Cloud native is, in many ways, a victim of its own success, and problems like workload identification are becoming more and more common, in part due to the enormous scale of the space.
Workload identity, the process of understanding which workload can be authenticated, is at the forefront for some. It plays an important role in cloud-native environments and is an increasingly complex problem, according to Kevin Bocek, chief innovation officer at Venafi.
Speaking at KubeCon 2024 in Paris, Bocek said the rapid growth of the cloud-native space is creating problems for security teams, as threat actors have increased their attacks on this domain in a bid to capitalize on potential hotspots. blind
“The cloud-native tsunami is making workload identity the focus of both security teams and adversaries. Knowing which workload can be authenticated is becoming more difficult with more clouds, more clusters, and more microservices,” Bocek said.
Sitaram Iyer, senior director of cloud native solutions at Venafi, expanded on the topic in a conversation with ITProdrawing attention to the implications of the increasingly popular and therefore increasingly complex cloud native landscape.
While a more traditional world may give security teams the ability to make direct demands on developers, Iyer said, that “doesn't quite work” in the cloud-native space due to the variety of vendors and cloud-native technologies. Cloud.
“There is nothing unique about cloud-native technology… And eventually you realize that [you have] many different groups, using their own best practices that they believe are best practices. There is no standardization on how an app is deployed,” Iyer said. ITPro.
This problem has prompted the development of a number of techniques and tools dedicated to optimizing and strengthening identity protections in cloud-native architectures, Iyer added.

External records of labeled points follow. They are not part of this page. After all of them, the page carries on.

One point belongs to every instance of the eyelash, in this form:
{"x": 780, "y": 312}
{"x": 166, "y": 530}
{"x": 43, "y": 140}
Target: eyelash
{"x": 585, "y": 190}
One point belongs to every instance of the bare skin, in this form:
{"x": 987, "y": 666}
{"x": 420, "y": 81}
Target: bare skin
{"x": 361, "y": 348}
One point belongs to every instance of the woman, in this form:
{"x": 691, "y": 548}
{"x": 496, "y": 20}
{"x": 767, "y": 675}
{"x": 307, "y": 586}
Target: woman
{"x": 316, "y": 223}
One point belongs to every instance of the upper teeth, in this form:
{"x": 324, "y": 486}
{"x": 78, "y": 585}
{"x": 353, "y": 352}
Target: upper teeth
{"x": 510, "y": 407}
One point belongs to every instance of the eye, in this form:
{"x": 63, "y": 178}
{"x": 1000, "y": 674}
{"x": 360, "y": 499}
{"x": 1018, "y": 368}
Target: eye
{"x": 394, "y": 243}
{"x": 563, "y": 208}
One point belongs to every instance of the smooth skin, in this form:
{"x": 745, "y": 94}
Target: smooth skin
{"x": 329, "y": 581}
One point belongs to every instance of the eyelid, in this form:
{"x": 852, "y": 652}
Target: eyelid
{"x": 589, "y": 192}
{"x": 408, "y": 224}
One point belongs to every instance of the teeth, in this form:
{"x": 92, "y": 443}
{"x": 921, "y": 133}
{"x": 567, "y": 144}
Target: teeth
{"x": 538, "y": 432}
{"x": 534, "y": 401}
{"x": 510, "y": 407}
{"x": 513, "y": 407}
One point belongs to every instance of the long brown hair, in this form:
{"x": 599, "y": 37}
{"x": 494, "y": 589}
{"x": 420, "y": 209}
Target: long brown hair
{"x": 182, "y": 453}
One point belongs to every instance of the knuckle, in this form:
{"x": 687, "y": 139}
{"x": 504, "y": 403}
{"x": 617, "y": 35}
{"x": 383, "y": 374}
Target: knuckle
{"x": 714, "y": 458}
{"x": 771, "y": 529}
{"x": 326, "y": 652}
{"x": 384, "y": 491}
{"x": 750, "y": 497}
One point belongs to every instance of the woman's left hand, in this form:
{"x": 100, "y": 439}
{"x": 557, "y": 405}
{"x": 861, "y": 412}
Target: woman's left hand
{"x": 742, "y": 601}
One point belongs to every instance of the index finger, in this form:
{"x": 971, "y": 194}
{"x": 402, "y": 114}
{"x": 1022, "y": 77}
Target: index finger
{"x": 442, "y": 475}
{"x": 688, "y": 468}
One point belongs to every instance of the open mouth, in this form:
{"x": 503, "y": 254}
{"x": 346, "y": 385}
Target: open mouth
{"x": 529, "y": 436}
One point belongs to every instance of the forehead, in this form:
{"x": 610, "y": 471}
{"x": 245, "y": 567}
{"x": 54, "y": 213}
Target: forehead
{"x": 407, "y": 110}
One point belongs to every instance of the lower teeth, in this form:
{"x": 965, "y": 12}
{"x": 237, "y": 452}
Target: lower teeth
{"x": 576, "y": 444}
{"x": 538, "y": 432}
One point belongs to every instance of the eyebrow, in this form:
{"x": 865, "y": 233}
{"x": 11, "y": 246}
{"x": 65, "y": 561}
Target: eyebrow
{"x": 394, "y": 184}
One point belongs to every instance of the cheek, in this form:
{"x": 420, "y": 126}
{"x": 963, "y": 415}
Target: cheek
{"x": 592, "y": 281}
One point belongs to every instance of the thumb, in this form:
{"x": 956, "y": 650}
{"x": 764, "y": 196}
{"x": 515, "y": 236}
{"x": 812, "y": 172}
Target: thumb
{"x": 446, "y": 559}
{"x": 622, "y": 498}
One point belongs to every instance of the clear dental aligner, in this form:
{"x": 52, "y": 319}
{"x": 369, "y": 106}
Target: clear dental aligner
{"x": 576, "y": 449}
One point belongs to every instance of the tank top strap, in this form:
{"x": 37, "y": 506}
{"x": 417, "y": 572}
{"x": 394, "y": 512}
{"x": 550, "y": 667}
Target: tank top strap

Developers across the community are turning to SPIFFE, the secure production identity framework for everyone. It is a set of open source standards specifically designed to allow developers to securely identify software.
With SPIFFE, developers can authenticate workload identities in a more reliable and efficient way.
This is particularly important given the rise of multi-cloud environments, Iyer noted. As organizations are rapidly shifting to a multi-cloud approach, this creates additional security considerations and means that identity management of workloads across these domains is an attractive offering.
Cloud-native security posture is an ongoing concern in the space
Bola Rotibi, head of business research at CCS Insight, said ITPro Cloud native is a complex landscape accompanied by equally complex security issues.
The sheer volume of touchpoints on any particular data or process creates complexity issues, Rotibi said, while it is also important to consider security and user identity fragmentation issues along with workload identity.
“I think there's probably a lot more that needs to be said about safety,” Rotibi said. “What is the security posture within Kubernetes? How do you…address fragmentation issues?”
Security concerns also manifest themselves in the often long and complex supply chains through which cloud-native platforms are connected. Speaking at KubeCon 2024, Joshua Lock, a software engineer at Verizon, took a closer look at the problems created through supply chains.
The software supply chain denotes all the steps necessary to produce a piece of software, steps that manifest as dependencies that, in turn, could become vulnerabilities.
“Most people, when they talk about software supply chain security, really think about how [they can] protect against unwanted modifications of some software. Lock said.
“We want to prevent anyone from manipulating [the] software in production or, if we can't do that, we would like to know that someone has manipulated [it]”he added.
This then further complicates security issues when operating in a cloud-native environment, establishing another area where users must pay close attention to ensure that the dependency of one cloud-native platform on another Don't compromise it.